Berlin, 21. Oktober 2010
Die Deutsche Gesellschaft für Gynäkologie und Geburtshilfe (DGGG) hält Schwangerschaften auf Probe für unzumutbar
Bei der Präimplantationsdiagnostik (PID) handelt es sich um diagnostische Untersuchungen an befruchteten Eizellen vor dem Einsetzen in die Gebärmutter. Die aktuelle Diskussion um die PID erfordert mehr Transparenz bezüglich der Absichten der Diskutanten. Sie muss das Wohl der mündigen Mitbürger als zentrales Ziel begreifen und die Vermeidung von Leid für Betroffene in den Vordergrund stellen.
Die Entscheidung des Bundesgerichtshofes zur PID vom 6.7.2010 hat für Menschen in Not – Paaren mit Kinderwunsch bei bekanntem Risiko für schwersterkrankte Kinder – auch in Deutschland eine Lösung eröffnet, die vorher nicht möglich schien1. Im Anschluss an diese Entscheidung hat sich eine Diskussion entwickelt, die von Standpunkten dominiert scheint, die diese Möglichkeiten einschränken, ja per Gesetz verbieten möchten.
In einer freien demokratischen Gesellschaft ist es vornehmliche ärztliche Aufgabe, unsere Patienten vor Schaden zu bewahren und sie nicht in Konfliktsituationen zu bringen, die vermeidbar wären und die sie nicht allein bewältigen können.

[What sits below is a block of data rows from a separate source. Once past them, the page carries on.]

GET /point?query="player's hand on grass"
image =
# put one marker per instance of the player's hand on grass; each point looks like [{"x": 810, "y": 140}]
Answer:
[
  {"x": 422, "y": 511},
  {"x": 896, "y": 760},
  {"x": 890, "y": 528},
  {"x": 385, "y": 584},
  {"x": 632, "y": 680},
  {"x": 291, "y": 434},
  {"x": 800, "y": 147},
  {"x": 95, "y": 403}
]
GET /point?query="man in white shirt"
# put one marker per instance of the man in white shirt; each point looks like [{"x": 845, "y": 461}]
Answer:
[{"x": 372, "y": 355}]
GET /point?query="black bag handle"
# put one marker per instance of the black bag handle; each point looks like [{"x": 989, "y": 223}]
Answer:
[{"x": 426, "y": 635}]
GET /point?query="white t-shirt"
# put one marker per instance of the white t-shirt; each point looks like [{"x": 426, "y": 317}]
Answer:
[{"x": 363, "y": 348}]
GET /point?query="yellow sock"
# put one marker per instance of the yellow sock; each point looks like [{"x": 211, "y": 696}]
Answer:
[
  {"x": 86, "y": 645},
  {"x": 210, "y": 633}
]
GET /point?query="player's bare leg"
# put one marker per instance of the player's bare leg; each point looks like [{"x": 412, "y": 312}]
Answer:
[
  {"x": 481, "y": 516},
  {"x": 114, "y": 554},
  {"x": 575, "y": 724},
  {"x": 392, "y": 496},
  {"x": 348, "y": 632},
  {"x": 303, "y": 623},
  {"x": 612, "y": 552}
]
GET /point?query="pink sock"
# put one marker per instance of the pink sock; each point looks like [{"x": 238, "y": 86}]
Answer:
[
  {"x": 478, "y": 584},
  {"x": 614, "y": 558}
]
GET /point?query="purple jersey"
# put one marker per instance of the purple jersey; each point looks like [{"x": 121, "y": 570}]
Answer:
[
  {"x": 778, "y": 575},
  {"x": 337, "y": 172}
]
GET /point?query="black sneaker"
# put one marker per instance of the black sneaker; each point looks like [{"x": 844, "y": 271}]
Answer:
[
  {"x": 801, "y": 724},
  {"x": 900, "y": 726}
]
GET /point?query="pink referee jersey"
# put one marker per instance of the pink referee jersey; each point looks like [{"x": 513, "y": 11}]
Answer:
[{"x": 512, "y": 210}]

Wird bei einer auf natürlichem Weg entstandenen Schwangerschaft eine schwere, unbehandelbare Erkrankung des Embryos festgestellt, so ist ein Abbruch der Schwangerschaft gesellschaftlich akzeptiert. Wird die Diagnostikauf sehr frühe Stadien der menschlichen Entwicklung vorgezogen, nämlich auf die Untersuchung der befruchteten Eizelle in frühen Stadien der Zellteilung, so kann damit noch vor der Implantation Sicherheit für die Eltern hergestellt werden; eine Schwangerschaft mit einer offensichtlich schweren Belastung würde dann erst gar nicht zustande kommen.
Dieses aufwändige Vorgehen stellt die bei Weitem geringere Belastung für die Frau mit Schwangerschaftswunsch dar als die Perspektive eines viel späteren Schwangerschaftsabbruchs. Bei der PID handelt sich damit um einen medizinischen Fortschritt, der Betroffenen nicht vorenthalten werden darf.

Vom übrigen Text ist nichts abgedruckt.